FIG. 23 is a diagram showing a processing flow of the entire distribution / broadcast editing system 200.

FIG. 24 shows a distribution / broadcast editing system 200.
It is a figure showing the processing flow for monitoring an image during edit.

25 is a diagram showing a processing flow in the encryption unit 210 in the distribution / broadcast editing system 200. FIG.

FIG. 26 is a diagram showing a processing flow in the processing section 220 in the distribution / broadcast editing system 200.

27 is a diagram showing a processing flow in the external output unit 230 in the distribution / broadcast editing system 200. FIG.

FIG. 28: The management module in each system is the operator's I
It is a figure showing the processing flow for authenticating C cart.

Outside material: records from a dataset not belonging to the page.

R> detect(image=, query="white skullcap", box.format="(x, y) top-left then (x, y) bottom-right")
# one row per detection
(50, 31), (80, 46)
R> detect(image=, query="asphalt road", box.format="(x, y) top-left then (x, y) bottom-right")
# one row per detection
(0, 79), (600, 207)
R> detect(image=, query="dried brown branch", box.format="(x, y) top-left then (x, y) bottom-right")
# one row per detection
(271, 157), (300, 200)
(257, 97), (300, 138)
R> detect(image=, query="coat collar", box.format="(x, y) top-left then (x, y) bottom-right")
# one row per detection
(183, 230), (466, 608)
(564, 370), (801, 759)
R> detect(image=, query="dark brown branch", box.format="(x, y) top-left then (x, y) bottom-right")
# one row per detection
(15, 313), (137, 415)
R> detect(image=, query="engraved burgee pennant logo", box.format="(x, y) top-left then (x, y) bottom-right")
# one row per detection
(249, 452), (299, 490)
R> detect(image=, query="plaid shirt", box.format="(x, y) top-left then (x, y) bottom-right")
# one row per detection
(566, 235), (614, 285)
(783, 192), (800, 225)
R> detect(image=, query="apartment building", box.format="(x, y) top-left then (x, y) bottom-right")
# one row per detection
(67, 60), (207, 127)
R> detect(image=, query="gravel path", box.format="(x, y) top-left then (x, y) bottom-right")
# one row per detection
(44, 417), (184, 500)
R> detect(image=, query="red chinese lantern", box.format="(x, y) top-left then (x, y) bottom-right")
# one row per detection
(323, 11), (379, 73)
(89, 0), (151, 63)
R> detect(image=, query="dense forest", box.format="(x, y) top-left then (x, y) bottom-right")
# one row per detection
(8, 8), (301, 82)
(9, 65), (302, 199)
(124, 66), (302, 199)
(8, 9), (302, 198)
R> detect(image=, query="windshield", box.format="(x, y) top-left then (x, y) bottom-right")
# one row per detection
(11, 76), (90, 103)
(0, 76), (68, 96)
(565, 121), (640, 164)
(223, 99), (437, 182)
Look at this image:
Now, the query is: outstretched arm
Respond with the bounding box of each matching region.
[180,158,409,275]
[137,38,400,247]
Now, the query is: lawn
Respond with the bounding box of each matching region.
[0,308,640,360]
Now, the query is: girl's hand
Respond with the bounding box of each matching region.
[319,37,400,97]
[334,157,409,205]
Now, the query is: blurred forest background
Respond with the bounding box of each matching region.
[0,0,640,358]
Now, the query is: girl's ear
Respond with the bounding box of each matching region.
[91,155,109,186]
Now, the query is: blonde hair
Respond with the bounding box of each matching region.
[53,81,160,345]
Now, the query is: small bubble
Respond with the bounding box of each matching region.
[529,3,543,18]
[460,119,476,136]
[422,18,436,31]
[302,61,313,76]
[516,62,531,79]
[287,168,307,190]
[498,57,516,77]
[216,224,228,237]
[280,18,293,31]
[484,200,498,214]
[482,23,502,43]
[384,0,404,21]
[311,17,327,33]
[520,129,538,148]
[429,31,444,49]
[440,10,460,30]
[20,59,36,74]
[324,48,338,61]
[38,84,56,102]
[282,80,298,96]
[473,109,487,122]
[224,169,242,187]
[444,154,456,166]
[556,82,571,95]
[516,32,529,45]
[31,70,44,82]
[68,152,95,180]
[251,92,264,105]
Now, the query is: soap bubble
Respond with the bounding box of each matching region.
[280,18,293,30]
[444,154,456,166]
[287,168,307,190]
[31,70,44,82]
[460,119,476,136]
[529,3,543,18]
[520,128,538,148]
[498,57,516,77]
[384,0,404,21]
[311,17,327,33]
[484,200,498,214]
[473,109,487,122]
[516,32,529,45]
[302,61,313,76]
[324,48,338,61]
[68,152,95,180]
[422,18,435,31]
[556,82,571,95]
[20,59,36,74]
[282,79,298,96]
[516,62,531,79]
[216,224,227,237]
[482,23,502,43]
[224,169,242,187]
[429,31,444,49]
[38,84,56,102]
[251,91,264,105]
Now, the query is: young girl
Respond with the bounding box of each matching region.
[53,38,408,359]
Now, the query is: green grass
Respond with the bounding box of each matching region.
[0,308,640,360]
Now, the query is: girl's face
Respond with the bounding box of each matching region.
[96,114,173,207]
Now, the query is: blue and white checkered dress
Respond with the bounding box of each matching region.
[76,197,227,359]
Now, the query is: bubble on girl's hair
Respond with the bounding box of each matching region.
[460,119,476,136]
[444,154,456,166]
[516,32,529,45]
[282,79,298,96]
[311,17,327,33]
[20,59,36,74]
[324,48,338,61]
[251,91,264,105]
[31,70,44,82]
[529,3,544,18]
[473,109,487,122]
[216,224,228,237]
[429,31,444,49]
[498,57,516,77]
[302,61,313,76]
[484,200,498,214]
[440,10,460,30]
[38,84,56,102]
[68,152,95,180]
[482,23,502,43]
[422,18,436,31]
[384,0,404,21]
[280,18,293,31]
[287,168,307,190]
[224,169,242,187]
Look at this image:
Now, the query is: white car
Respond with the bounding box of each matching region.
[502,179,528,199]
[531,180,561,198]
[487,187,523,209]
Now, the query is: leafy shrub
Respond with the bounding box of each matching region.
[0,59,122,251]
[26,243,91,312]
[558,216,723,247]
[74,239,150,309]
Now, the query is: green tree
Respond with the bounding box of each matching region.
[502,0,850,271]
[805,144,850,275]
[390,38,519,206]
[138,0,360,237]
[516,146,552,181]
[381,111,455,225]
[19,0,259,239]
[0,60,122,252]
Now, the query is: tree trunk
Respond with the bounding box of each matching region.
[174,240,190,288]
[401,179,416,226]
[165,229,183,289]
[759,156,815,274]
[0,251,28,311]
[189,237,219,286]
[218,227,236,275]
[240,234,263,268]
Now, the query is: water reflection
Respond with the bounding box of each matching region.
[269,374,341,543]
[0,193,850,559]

29 is a diagram showing a processing flow for broadcasting content in the broadcasting station 300 and managing broadcast content by the management center 400. FIG.

[Explanation of symbols]

100 ... Editing system for work production 101 ... Editing device 102, 103 ... Telecine 104 ... HD camera / recorder 105, 106, 107 ... Reproducing device 108 ... Encryption editing device 109 ... Hard disk device 110 ... Decoding unit 111 ... Management module 112 ... Digital Watermarking Device 113 ... Hard disk device 114 ... Decoding unit 115 ... General-purpose monitor device 116 ... Monitor device with authentication / encryption function 117 ... Digital Watermarking Device 200 ... Distribution / broadcast editing system 201 ... Playback device 203, 204 ... Hard disk drive 205 ... Decoding unit 206 ... General-purpose monitor device 207 ... Monitor device with authentication / encryption function 208 ... Digital Watermarking Device 210 ... Encryption unit 220 ... Editing machine 230 ... External output unit 240 ... Management module 251 ... Digital Watermarking Device 252 ... Down converter 300 ... Broadcasting station 301 ... Archive 304 ... Transmitter 400 ... Management center 401 ... Receiver 402 ... Digital watermark decoder

   ─────────────────────────────────────────────────── ─── Continued front page    F-term (reference) 5B017 AA06 BA07 CA15                 5B058 CA27 KA02 KA04 KA31 KA35                       YA20                 5J104 AA16 EA04 EA22 NA02 NA35                       NA37    (54) [Title of Invention] Content management system, content management method, content security management center, and content management system                     Content security management method, content processing apparatus, content processing method, imaging apparatus, and                     Storage media

Claims (27)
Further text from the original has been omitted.